Feio o Kovaceviciu: Miał coś do udowodnienia
Zaskakującym ruchem Feio było postawienie w bramce na Vladana Kovacevicia, który zaliczył słabe wejście do Legii i szybko stracił miejsce na rzecz Kacpra Tobiasza. Na Stamford Bridge ponownie zagrał jednak Bośniak i stanął na wysokości zadania.
– Vladan miał coś do udowodnienia, sam nie był z siebie zadowolony i pokazał sobie, kibicom, Legii, Sportingowi, że jest fenomenalnym bramkarzem. Decyzja o zmianie między słupkami była spowodowana potrzebą drużyny, charakterystyką obu bramkarzy, analizą pierwszego meczu. Analizowaliśmy też ze sztabem różne zmiany w Chelsea, choćby pozycyjne. Padła decyzja o zmianie bramkarza – stwierdził Feio.

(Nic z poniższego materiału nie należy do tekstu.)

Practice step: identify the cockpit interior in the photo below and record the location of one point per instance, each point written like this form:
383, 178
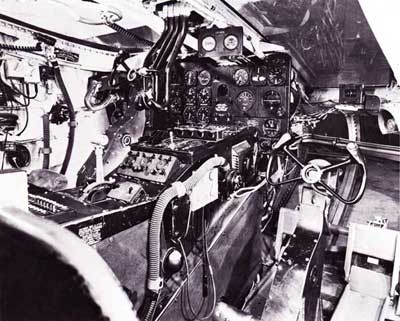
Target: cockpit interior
174, 160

Co ta decyzja oznacza przed nadchodzącym finałem Pucharu Polski?
– Czy powrót Vladana oznacza, że zostaje w bramce i będziemy go przygotowywać na finał Pucharu Polski? Nie wiem. Nie myślałem o tym jeszcze. Wiem, że mam w tej chwili dwóch bramkarzy do bronienia. Na tym bardzo mi zależało. Do treningu wraca Gabriel Kobylak, który przeszedł operację – bodajże w piątek będzie pracował normalnie – zakończył trener Legii.
WIĘCEJ O LIDZE KONFERENCJI NA WESZŁO:
- Legia była bliżej remontady z Anglikami niż Real
- Oyedele jak profesor, Goncalves niczym dyrygent [LEGIA – NOTY]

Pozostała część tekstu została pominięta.